Progress

Our aunt Veronica fed strays,
cats, dogs, she loved them all.
But did not claim them for neutering.
This is how it was done in Bucsa, Hungary
where she spent her formative years.
When the cats bred, she took the large
metal basin, filled it with water and
drowned the hours old souls.
Not from cruelty, just from unconscious habit.

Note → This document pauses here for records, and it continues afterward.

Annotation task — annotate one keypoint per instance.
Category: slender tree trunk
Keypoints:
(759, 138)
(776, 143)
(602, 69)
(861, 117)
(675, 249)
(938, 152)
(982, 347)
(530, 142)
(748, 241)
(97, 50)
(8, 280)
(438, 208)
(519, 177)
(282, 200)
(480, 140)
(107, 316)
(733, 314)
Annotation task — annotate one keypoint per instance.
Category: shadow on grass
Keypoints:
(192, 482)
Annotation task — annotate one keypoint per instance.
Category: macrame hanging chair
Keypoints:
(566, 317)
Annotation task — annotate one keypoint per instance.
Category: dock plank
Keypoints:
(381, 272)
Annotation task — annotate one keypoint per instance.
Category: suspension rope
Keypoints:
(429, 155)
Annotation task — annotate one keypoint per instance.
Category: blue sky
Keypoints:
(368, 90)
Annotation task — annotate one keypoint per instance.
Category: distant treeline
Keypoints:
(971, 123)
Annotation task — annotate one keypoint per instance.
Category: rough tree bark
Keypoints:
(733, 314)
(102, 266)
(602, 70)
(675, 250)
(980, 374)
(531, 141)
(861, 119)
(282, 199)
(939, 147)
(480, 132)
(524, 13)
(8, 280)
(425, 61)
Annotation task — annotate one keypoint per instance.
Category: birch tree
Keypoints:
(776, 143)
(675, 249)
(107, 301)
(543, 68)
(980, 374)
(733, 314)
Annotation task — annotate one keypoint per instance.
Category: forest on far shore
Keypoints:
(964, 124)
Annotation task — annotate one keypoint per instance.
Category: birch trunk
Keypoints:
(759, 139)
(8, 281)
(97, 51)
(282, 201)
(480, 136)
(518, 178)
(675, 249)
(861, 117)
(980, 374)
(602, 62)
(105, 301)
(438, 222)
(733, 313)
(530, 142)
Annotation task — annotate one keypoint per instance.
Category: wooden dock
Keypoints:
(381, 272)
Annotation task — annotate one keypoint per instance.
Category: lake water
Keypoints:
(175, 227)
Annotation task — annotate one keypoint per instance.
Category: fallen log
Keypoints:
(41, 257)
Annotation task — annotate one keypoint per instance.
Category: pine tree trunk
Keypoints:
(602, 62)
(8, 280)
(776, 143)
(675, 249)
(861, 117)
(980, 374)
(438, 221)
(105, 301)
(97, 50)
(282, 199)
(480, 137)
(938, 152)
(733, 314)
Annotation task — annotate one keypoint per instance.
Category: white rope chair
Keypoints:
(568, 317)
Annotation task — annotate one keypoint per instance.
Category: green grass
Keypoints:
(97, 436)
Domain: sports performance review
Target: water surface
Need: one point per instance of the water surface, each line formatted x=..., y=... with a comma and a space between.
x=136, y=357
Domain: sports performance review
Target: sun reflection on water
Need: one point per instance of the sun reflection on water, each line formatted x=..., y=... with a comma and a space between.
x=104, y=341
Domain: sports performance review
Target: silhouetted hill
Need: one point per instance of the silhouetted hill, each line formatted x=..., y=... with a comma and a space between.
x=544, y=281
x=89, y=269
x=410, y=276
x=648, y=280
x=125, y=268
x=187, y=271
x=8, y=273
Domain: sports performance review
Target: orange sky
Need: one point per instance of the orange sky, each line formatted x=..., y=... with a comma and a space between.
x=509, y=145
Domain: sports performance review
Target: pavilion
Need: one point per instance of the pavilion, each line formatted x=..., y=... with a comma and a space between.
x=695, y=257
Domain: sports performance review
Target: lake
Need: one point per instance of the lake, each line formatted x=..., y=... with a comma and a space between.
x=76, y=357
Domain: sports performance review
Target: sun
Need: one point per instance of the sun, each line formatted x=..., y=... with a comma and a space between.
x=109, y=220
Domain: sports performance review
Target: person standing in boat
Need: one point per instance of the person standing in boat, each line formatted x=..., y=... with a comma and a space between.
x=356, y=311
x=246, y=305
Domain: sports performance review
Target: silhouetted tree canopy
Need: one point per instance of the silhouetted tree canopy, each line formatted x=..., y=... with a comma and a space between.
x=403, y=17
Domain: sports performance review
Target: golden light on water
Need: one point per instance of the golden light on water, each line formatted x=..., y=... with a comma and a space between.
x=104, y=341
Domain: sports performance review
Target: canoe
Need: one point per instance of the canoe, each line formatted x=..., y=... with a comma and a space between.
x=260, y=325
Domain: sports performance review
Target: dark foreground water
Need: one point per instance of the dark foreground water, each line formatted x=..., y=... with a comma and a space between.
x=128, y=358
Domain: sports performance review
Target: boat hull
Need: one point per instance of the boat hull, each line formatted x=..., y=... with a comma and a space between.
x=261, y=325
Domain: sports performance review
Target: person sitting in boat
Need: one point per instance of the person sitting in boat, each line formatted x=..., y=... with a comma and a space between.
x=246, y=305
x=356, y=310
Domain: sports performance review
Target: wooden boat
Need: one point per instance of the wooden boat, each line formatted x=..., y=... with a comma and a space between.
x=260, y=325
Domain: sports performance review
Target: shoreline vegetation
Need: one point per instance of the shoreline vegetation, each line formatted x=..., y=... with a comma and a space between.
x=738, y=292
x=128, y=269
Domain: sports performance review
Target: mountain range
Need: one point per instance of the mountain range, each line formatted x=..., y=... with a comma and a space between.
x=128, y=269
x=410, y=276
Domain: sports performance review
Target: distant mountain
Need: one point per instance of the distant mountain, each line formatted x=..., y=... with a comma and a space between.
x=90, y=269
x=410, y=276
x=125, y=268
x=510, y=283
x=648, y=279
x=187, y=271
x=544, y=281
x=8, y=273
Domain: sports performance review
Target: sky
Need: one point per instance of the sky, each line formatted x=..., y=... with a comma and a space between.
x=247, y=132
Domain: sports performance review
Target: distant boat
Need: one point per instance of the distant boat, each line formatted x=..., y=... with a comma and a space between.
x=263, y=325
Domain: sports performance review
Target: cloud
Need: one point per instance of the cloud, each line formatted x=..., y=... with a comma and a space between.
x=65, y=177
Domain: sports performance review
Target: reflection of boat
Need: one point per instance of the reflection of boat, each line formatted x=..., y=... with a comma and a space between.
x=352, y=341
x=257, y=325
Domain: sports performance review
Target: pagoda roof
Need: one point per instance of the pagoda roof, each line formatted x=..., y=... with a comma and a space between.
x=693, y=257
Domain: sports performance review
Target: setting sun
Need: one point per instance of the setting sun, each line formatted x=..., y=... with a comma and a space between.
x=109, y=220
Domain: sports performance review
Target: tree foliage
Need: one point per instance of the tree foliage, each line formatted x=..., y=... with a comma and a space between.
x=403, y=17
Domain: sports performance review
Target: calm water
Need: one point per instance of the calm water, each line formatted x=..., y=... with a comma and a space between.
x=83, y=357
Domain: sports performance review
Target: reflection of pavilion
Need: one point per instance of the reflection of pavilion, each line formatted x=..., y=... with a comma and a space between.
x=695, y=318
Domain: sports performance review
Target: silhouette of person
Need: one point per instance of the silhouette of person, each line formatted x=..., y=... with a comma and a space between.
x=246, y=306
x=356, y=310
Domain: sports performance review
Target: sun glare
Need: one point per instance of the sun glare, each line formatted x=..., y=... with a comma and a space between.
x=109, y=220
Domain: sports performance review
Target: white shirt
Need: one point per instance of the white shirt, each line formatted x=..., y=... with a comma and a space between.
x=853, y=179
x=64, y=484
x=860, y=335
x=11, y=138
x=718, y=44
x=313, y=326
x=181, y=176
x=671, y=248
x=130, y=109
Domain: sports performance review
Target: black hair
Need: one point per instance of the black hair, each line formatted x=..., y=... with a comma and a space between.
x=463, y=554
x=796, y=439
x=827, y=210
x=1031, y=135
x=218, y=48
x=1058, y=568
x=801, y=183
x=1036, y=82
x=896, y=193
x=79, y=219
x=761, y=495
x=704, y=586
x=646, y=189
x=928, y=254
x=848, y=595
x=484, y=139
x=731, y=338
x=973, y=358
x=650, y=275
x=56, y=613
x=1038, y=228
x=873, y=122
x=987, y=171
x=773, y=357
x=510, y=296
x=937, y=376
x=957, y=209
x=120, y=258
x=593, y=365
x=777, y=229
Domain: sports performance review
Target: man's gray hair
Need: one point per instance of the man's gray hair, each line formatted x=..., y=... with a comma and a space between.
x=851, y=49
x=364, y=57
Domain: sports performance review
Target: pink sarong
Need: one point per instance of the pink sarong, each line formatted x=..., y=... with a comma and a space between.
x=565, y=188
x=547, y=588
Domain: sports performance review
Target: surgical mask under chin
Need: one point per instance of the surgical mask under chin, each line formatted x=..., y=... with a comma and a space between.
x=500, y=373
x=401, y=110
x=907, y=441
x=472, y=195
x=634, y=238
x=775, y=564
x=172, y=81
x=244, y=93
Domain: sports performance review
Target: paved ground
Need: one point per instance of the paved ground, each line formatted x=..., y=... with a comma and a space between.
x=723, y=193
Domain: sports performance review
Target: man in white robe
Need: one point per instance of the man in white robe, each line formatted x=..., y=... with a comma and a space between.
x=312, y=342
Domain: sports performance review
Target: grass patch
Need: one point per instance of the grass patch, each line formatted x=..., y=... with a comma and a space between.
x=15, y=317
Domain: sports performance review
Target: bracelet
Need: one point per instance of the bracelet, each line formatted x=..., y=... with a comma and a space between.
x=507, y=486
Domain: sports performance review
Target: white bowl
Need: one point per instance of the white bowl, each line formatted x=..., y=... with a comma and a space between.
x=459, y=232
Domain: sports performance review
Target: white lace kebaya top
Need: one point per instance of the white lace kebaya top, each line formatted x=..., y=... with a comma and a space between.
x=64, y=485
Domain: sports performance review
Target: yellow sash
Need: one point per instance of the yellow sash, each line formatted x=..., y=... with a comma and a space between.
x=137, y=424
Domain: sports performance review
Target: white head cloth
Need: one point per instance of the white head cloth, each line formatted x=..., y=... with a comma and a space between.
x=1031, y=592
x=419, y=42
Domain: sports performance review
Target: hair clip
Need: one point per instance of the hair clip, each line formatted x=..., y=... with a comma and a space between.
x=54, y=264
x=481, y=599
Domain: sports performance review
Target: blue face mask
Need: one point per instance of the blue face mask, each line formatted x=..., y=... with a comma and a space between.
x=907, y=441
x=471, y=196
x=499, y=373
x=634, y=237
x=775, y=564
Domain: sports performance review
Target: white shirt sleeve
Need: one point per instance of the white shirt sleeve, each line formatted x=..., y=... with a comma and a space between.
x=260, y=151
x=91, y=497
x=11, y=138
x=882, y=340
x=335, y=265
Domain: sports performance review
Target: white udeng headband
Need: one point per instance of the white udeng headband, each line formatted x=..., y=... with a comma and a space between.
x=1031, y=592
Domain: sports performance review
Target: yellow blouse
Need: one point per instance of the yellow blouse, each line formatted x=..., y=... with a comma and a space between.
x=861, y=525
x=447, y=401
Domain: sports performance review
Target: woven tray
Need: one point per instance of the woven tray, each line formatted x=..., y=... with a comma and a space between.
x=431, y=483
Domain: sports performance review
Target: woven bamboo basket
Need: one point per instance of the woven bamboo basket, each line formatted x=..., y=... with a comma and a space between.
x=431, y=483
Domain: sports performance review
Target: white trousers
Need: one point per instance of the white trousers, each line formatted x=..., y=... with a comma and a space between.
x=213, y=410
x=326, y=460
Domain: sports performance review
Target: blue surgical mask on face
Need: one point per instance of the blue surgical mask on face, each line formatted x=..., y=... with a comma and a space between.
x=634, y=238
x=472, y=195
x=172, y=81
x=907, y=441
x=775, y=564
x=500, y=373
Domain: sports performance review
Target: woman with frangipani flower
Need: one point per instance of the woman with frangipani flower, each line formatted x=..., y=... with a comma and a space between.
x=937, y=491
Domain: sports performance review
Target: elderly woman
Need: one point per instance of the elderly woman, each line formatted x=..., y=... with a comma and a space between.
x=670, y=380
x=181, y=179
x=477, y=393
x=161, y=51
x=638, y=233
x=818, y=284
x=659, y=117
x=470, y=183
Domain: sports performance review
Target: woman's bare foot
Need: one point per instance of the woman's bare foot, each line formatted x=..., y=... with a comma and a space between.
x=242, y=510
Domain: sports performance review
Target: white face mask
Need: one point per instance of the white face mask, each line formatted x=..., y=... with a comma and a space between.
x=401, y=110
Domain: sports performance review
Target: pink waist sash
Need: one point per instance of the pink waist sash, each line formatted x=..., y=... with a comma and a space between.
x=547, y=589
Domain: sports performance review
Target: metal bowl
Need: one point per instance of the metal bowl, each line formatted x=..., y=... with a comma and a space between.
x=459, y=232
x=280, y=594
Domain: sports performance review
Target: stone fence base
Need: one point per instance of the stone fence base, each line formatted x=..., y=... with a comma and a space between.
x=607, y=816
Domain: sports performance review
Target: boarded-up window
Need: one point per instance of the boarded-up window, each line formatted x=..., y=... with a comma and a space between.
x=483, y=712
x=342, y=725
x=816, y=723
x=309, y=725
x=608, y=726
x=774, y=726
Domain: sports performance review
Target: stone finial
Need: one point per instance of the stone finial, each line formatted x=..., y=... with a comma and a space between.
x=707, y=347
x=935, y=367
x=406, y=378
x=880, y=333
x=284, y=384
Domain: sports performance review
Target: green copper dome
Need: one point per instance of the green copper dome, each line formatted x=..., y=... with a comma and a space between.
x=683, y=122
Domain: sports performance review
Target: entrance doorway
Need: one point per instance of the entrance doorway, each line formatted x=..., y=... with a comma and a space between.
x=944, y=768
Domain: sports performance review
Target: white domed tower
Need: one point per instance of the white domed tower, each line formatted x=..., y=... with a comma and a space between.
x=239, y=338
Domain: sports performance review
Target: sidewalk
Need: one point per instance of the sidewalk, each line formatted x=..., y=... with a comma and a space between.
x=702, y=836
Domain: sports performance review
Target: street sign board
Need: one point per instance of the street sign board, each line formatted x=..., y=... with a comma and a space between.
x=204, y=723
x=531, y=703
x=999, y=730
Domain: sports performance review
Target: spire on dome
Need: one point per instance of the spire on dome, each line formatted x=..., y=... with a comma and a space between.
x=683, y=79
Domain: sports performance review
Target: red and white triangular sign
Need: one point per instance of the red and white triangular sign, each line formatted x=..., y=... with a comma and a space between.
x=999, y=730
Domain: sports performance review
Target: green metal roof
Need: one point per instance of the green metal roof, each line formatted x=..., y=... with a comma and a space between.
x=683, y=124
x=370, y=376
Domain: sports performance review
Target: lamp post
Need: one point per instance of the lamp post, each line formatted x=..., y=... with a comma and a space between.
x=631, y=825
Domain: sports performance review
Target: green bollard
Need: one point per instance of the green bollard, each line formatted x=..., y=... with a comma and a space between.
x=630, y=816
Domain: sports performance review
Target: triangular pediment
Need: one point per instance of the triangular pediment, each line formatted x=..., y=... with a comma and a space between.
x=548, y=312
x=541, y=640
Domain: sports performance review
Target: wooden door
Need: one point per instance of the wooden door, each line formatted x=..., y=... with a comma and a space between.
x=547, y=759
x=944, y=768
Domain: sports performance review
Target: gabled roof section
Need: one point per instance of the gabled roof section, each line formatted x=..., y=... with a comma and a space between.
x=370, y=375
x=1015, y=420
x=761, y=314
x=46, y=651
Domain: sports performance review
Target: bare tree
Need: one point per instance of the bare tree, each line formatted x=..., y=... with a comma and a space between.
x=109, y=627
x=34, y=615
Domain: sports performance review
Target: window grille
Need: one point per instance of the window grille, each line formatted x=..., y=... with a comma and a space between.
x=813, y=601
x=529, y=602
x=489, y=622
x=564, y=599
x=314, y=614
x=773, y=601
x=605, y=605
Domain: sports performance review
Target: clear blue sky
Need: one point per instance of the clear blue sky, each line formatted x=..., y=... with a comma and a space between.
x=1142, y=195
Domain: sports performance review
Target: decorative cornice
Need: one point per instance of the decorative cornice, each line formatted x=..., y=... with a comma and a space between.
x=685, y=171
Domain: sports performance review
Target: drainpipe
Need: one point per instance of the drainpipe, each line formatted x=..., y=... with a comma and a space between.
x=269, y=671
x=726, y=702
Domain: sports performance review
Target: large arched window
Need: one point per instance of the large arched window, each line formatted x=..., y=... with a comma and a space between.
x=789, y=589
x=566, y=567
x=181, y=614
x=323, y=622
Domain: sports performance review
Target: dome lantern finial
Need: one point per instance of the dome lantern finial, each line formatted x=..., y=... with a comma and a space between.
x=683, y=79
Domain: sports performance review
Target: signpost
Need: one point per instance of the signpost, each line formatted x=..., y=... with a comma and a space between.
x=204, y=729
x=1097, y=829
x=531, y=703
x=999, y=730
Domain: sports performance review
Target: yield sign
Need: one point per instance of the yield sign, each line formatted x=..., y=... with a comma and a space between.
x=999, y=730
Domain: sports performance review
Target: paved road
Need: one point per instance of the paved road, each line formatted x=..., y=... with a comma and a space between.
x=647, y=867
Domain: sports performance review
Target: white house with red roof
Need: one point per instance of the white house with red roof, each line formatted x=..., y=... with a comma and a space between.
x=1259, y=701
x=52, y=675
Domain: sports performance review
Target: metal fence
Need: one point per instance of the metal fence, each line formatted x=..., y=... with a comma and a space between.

My brother Rudy recently found four stray
kittens on his acre in Nevada.
Abandoned by their mother.
One I took home. 
Kahtohm, the orange tabby, is now my pride and joy.
One went missing, presumed eaten by the
coyotes who must also eat and breed,
who may have eaten their mother.

The two remaining have been kept,
grudgingly, by my brother and his wife.
In an unheated back room
which is warmer
than the dry, frigid Nevada nights.

Yesterday was the day to take these two
remaining kittens to the shelter —
for their care or killing —
it would not be on my brother’s soul.

A county shelter refused them, they were born
in the city.
The city shelter wanted twenty precious dollars
each, for transfer of responsibility, 
being sure to note that they’d soon be put to death 
if no one adopted them.

My brother, also raised in Bucsa and well used to
the routine slaughter of creatures said,
“Well for forty dollars, I can wring their necks myself!”

But he wouldn’t; and didn’t.

These two strays remain his, and are now part of our family.